As U.S. obesity rates have leveled off in recent years, one side benefit appears to be that the prevalence of metabolic syndrome has stabilized as well.
About 35% of American adults had metabolic syndrome in 2011-12, according to data from the National Health and Nutrition Examination Survey. That was essentially the same as the 36% prevalence in 2007-08, though still higher than the 33% rate seen in 2003-04, according to a report published Tuesday in the Journal of the American Medical Assn.
FOR THE RECORD
An earlier version of this story said HDL was the "bad" kind of cholesterol.
Metabolic syndrome is a condition that increases a patient's risk for coronary heart disease, stroke and diabetes -- all chronic illnesses that may cause premature death. A diagnosis is made if a person has at least three attributes from a list that includes a large waist circumference, high levels of triglycerides, low levels of HDL cholesterol (the "good" kind), high blood pressure and high fasting blood sugar. (For more details about the items on this list, check this page from the National Heart, Lung and Blood Institute.) Several of these items have a large overlap with obesity.

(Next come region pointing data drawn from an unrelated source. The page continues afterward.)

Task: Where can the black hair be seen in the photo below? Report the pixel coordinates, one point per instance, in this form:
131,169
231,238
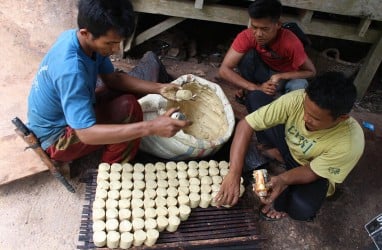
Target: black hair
101,16
334,92
265,9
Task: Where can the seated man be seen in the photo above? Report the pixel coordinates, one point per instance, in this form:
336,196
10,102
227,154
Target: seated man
269,58
70,116
316,139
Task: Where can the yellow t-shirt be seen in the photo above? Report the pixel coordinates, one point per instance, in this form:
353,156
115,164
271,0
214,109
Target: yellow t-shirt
332,153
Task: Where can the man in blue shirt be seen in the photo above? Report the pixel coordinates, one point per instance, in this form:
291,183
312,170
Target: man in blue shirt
70,115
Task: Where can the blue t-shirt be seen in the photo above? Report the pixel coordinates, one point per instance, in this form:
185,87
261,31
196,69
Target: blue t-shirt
63,90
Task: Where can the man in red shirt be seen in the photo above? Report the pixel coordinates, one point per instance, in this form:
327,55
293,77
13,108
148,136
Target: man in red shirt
269,59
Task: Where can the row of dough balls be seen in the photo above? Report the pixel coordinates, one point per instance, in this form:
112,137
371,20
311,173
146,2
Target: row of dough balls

As of 2011-12, metabolic syndrome was more common in women (37% of them had it) than men (whose prevalence was 33%). It was also more common among Latinos (39%), non-Latino whites (37%) and African Americans (36%) than among "other" racial and ethnic groups (23%).
Age was an even bigger factor. About 18% of Americans between the ages of 20 and 39 had metabolic syndrome, compared with 47% of people who were at least 60 years old, according to the study.
Two groups of Americans had the dubious distinction of having a prevalence of more than 50% -- women who were at least 60 years old and Latinos who were in that same age group.
Perhaps the most encouraging sign was that the incidence of metabolic syndrome actually fell among women between 2007-08 (when it was 39%) and 2011-12 (when it was 37%).
However, the overall prevalence of metabolic syndrome could soon resume its upward march, since the risk appears to rise along with age, the researchers noted. This is "a concerning observation given the aging U.S. population," they wrote.